At the time, John said, his cellular phone mostly wasn’t working. He got a message to a cousin and the pastor of his church, but couldn’t reach his wife. He feared she had been killed, and later became convinced of it, John said.

When he reached the ground, John said, he was caught in a shower of falling debris. Suffocating dust turned a black man white, he recalled.

“I came down 81 floors, but death finally caught up to me,” John recalled thinking.

He said he found himself buried in rubble with FBI agent Leonard Hatton, and they helped dig each other out. As they got clear of the building, “this brave FBI agent said, ‘You run ahead. I’ve got to go back and get more people,’ ” John said.

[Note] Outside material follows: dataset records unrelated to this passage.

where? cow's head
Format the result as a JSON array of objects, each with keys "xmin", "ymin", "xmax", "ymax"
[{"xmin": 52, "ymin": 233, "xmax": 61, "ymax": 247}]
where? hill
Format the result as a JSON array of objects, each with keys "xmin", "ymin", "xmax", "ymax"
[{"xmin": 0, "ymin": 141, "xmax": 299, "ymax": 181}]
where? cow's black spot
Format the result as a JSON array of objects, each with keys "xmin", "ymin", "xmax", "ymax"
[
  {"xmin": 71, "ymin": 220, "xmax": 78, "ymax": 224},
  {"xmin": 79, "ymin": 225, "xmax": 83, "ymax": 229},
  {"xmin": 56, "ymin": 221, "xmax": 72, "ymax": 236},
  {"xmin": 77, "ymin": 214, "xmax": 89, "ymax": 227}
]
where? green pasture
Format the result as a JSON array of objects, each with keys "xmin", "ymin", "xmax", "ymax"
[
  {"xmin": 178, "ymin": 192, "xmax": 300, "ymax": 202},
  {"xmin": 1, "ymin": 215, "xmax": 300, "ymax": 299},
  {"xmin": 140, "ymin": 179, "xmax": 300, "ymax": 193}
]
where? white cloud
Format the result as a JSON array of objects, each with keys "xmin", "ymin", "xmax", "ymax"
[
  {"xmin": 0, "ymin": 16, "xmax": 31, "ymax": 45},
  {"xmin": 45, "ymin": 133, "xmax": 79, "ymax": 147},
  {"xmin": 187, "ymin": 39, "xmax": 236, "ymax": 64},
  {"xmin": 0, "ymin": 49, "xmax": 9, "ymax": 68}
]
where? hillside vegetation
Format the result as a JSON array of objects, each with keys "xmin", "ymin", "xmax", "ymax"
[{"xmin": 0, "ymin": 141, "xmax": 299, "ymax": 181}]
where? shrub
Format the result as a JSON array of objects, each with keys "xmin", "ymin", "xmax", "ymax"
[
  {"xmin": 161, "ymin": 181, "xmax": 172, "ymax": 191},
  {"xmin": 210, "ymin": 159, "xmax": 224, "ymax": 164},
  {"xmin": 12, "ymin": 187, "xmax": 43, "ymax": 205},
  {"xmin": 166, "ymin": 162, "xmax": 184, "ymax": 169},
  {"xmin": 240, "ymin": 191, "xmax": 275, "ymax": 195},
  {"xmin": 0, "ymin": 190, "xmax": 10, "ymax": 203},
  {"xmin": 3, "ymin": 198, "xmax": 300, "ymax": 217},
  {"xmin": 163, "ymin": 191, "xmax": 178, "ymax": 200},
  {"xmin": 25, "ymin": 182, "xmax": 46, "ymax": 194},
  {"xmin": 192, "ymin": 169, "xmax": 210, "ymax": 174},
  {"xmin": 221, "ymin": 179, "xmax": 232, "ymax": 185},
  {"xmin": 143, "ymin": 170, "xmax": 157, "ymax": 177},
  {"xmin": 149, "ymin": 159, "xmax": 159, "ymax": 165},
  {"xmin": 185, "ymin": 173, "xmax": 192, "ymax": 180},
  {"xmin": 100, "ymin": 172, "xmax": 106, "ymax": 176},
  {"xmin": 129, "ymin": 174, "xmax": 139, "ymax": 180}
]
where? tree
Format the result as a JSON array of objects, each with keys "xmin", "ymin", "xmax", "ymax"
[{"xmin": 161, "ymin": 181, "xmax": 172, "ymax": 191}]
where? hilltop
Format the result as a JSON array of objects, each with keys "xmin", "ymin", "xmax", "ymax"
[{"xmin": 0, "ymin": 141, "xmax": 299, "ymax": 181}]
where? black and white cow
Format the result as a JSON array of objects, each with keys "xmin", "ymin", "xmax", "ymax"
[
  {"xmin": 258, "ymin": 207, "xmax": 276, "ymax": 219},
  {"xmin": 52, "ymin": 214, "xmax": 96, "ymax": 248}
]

An FBI spokesman said other agents saw Hatton returning to the building, where he was killed. They didn’t see Sujo John, but the agency has no reason to doubt his account, the spokesman said.

Uninjured except for slight cuts, John made his way to a store. He said an employee gave him water and took his cell phone to try to call his wife, but was interrupted when the phone rang. It was John’s wife calling.

She said she had arrived late to work because of traffic, and wasn’t in the building when she saw a second plane crash into the south tower.

“I got the chills a couple of times,” Jenkins High freshman Georgia Goot said after listening to John. “That was horrible. It made me realize how bad it was.”

Goot, like some other students, said she was moved that John worried about his wife while facing death himself.

“He just stuck right through and kept fighting to find his wife and see what happened,” senior Clint Hagen said.